More interesting to me from the “Cross and Circle” story were the summary conclusions of the organizers after a debriefing session with Alinsky.

(1) In Asia so many countries are experiencing the closed society under strong government control, sometimes even under the military rule. This makes it very difficult to apply straightaway the CO method which is relevant to the open society where free democratic discussion and action are maintained. We have to seek to find the Asian way to organise people.

(2) One of the key concerns of organising people is to understand and utilise the local culture of the people. For instance, use of humour is a very important factor. This means understanding of Asian sensitivity and local language. Religious and social practices of the people are very vital factors in organising work.

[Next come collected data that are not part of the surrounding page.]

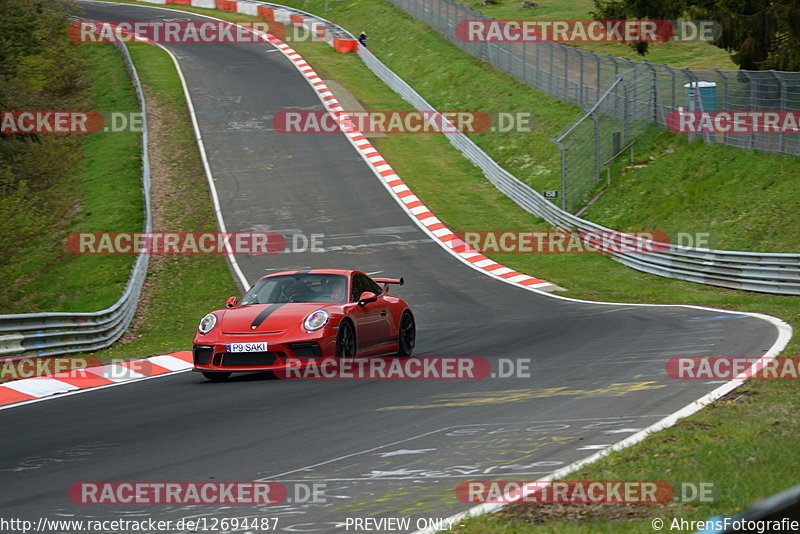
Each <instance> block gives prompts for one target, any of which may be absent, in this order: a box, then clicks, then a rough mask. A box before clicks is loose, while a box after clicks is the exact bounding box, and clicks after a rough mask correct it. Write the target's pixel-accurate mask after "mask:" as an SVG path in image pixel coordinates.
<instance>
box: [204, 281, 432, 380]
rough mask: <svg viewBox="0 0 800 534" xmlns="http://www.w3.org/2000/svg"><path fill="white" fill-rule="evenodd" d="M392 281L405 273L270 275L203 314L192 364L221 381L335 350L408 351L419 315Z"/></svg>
mask: <svg viewBox="0 0 800 534" xmlns="http://www.w3.org/2000/svg"><path fill="white" fill-rule="evenodd" d="M381 284H382V285H383V287H381ZM389 284H399V285H403V279H402V278H400V279H395V278H370V277H369V276H367V275H366V274H364V273H362V272H359V271H353V270H343V269H302V270H299V271H283V272H279V273H273V274H269V275H267V276H265V277H263V278H261V279H260V280H259V281H258V282H256V283H255V284H254V285H253V287H251V288H250V290H249V291H248V292H247V293H246V294H245V296H244V297H243V298H242V300H241V302H237V299H236V297H231V298H229V299H228V301H227V302H226V306H227V308H224V309H221V310H216V311H213V312H211V313H209V314H208V315H206V316H205V317H203V319H202V320H201V321H200V324H199V325H198V327H197V334H196V335H195V336H194V342H193V345H194V347H193V348H194V370H195V371H200V372H202V373H203V376H205V377H206V378H209V379H211V380H224V379H226V378H228V377H229V376H230V374H231V372H233V371H275V370H280V369H287V368H290V367H296V366H301V365H308V364H309V363H311V362H314V361H318V360H321V359H323V358H330V357H340V358H355V357H362V356H363V357H366V356H382V355H386V354H397V355H399V356H410V355H411V353H412V352H413V350H414V342H415V339H416V325H415V322H414V315H413V314H412V313H411V309H410V308H409V307H408V304H406V302H405V301H404V300H403V299H401V298H400V297H395V296H394V295H390V294H389V292H388V286H389Z"/></svg>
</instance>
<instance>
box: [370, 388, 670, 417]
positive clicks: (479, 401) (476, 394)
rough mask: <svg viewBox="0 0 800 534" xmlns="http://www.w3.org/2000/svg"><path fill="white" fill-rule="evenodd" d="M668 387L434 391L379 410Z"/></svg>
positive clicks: (608, 396) (504, 400)
mask: <svg viewBox="0 0 800 534" xmlns="http://www.w3.org/2000/svg"><path fill="white" fill-rule="evenodd" d="M665 387H667V386H666V385H664V384H658V383H656V382H622V383H618V384H610V385H608V386H606V387H602V388H597V389H568V388H566V387H558V388H539V389H508V390H501V391H470V392H467V393H444V394H441V395H434V396H433V397H431V398H432V399H433V400H432V402H431V403H430V404H411V405H406V406H384V407H383V408H378V409H377V411H385V410H416V409H426V408H454V407H465V406H479V405H486V404H506V403H512V402H524V401H527V400H530V399H541V398H545V397H557V396H569V397H575V398H578V399H588V398H594V397H621V396H623V395H627V394H629V393H634V392H637V391H647V390H652V389H660V388H665Z"/></svg>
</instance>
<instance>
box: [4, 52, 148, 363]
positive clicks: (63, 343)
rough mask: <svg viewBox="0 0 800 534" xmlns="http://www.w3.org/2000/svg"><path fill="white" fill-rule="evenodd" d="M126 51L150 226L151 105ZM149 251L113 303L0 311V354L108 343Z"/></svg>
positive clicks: (129, 317) (137, 288)
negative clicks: (130, 83) (123, 290)
mask: <svg viewBox="0 0 800 534" xmlns="http://www.w3.org/2000/svg"><path fill="white" fill-rule="evenodd" d="M115 46H116V47H117V48H118V49H119V51H120V52H121V53H122V56H123V57H124V59H125V63H126V65H127V68H128V72H129V73H130V76H131V81H132V82H133V85H134V87H135V89H136V96H137V98H138V100H139V107H140V109H141V112H142V126H143V128H142V195H143V197H144V206H145V224H144V231H145V232H151V231H152V229H153V228H152V217H151V213H150V162H149V159H148V149H147V141H148V136H147V128H148V126H147V108H146V104H145V100H144V94H143V92H142V86H141V83H140V82H139V75H138V73H137V72H136V67H135V66H134V65H133V61H132V60H131V57H130V53H129V52H128V49H127V48H126V47H125V45H123V44H121V43H115ZM149 260H150V256H149V254H139V256H138V257H137V258H136V263H135V264H134V266H133V269H132V270H131V274H130V277H129V278H128V282H127V284H126V286H125V291H124V292H123V294H122V296H121V297H120V298H119V300H118V301H117V302H116V303H114V305H112V306H111V307H109V308H106V309H105V310H101V311H98V312H93V313H70V312H54V313H50V312H46V313H22V314H2V315H0V359H12V360H13V359H18V358H23V357H37V356H56V355H59V354H67V353H72V352H86V351H93V350H99V349H103V348H106V347H108V346H110V345H111V344H112V343H114V342H115V341H116V340H118V339H119V338H120V337H121V336H122V334H124V333H125V331H126V330H127V329H128V326H129V325H130V323H131V321H132V320H133V316H134V314H135V313H136V308H137V307H138V305H139V296H140V295H141V292H142V286H143V285H144V279H145V276H146V274H147V265H148V263H149Z"/></svg>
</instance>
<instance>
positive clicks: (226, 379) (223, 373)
mask: <svg viewBox="0 0 800 534" xmlns="http://www.w3.org/2000/svg"><path fill="white" fill-rule="evenodd" d="M203 376H204V377H206V378H208V379H209V380H213V381H214V382H222V381H223V380H227V379H228V378H230V376H231V374H230V373H229V372H222V371H203Z"/></svg>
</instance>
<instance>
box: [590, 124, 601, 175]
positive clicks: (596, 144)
mask: <svg viewBox="0 0 800 534" xmlns="http://www.w3.org/2000/svg"><path fill="white" fill-rule="evenodd" d="M592 121H593V122H594V183H596V184H599V183H600V119H599V118H598V117H597V113H595V112H592Z"/></svg>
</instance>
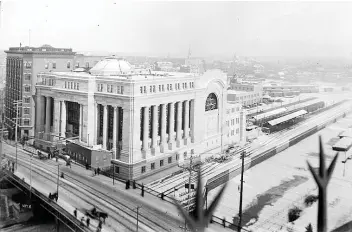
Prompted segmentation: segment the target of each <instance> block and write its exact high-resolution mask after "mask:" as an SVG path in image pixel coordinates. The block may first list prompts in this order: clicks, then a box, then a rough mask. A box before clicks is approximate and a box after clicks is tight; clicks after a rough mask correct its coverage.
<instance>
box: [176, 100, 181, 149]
mask: <svg viewBox="0 0 352 232" xmlns="http://www.w3.org/2000/svg"><path fill="white" fill-rule="evenodd" d="M181 106H182V102H177V119H176V145H177V147H180V146H181V139H182V133H181V130H182V107H181Z"/></svg>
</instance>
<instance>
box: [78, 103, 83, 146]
mask: <svg viewBox="0 0 352 232" xmlns="http://www.w3.org/2000/svg"><path fill="white" fill-rule="evenodd" d="M82 116H83V105H82V104H79V128H78V136H79V142H81V141H82V139H83V133H82V132H83V123H82V121H83V117H82Z"/></svg>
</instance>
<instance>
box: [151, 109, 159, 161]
mask: <svg viewBox="0 0 352 232" xmlns="http://www.w3.org/2000/svg"><path fill="white" fill-rule="evenodd" d="M152 115H153V116H152V120H153V121H152V152H153V153H154V154H155V153H156V147H157V146H158V143H157V137H158V106H155V105H154V106H152Z"/></svg>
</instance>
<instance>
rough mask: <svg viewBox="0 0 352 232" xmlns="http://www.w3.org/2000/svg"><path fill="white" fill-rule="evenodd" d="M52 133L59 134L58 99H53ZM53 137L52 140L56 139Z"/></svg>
mask: <svg viewBox="0 0 352 232" xmlns="http://www.w3.org/2000/svg"><path fill="white" fill-rule="evenodd" d="M54 134H55V135H58V136H60V101H59V100H57V99H54ZM58 139H59V138H58V137H54V140H58Z"/></svg>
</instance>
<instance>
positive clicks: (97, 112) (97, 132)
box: [93, 102, 100, 145]
mask: <svg viewBox="0 0 352 232" xmlns="http://www.w3.org/2000/svg"><path fill="white" fill-rule="evenodd" d="M94 109H95V112H94V116H95V118H94V125H95V127H94V138H93V141H94V145H98V138H99V127H100V116H99V112H100V111H99V110H100V108H99V104H98V103H97V102H95V103H94Z"/></svg>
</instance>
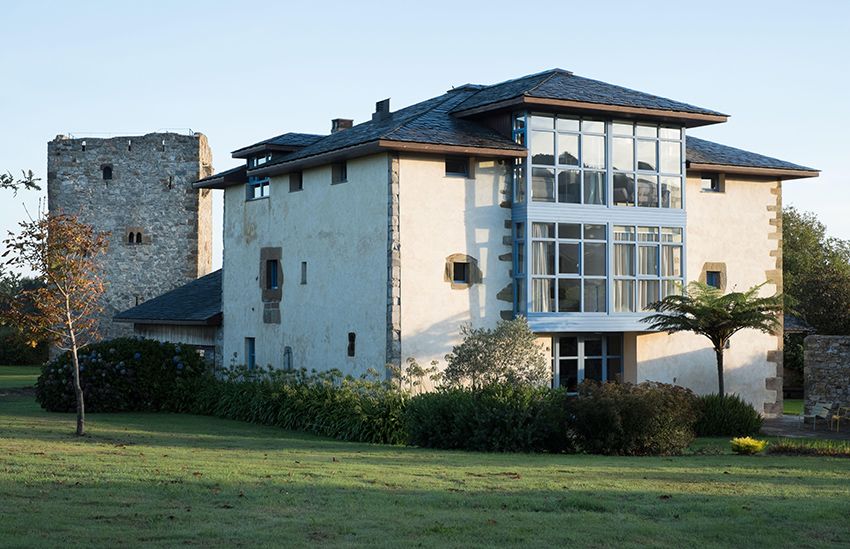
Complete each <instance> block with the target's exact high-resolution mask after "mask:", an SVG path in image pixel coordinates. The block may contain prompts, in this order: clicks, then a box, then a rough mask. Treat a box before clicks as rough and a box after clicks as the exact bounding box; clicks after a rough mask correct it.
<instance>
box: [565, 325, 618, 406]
mask: <svg viewBox="0 0 850 549" xmlns="http://www.w3.org/2000/svg"><path fill="white" fill-rule="evenodd" d="M552 369H553V376H552V377H553V379H552V385H553V386H554V387H566V388H567V390H568V391H570V392H574V391H576V390H577V389H578V385H579V384H580V383H581V382H582V381H584V380H585V379H592V380H595V381H600V382H601V381H614V382H620V381H622V379H623V334H564V335H558V336H555V337H553V338H552Z"/></svg>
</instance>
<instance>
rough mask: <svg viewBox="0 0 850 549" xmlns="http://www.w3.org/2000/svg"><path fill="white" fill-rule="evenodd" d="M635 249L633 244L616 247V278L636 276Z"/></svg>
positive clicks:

(3) We cannot talk about Asia as one unified entity. In reality Asia has so many diversities and differences. Therefore, we would like to have at least one solid training programme in each Asian country. We are still striving to reach this goal. After all, the most significant characteristic of Asians is found in the people who embody Asian sensitivity and Asian spirit.

The realization by all involved that marginal political freedom would alter the organizing models developed in the United States, that local cultures were critical to the success, and that each country would pose different challenges and adaptations, seems right on the mark and challenges frequent critiques of community organizations being able to apply a “cookie cutter” approach.

Ken Yamazaki, having reviewed the literature more deeply, believes he has the answer for why community organizing did not develop from these encouraging beginnings in Japan in the 1970’s as well, regardless of whether Alinsky visited or not.

…I also found other papers explain the reason why community organizing diminished in Japan. It says Japan had a different tradition to save poor people especially homeless or day laborers. That activity is advanced and more developed. But I don’t support the idea. I think real reason is [that the organizing was] too close to the religious institutions. If the origin of the organization in Japan was closer to labor related organizations, I think [it would have been more successful].

As we talk more about community organization’s future in Japan, all of these insights are invaluable.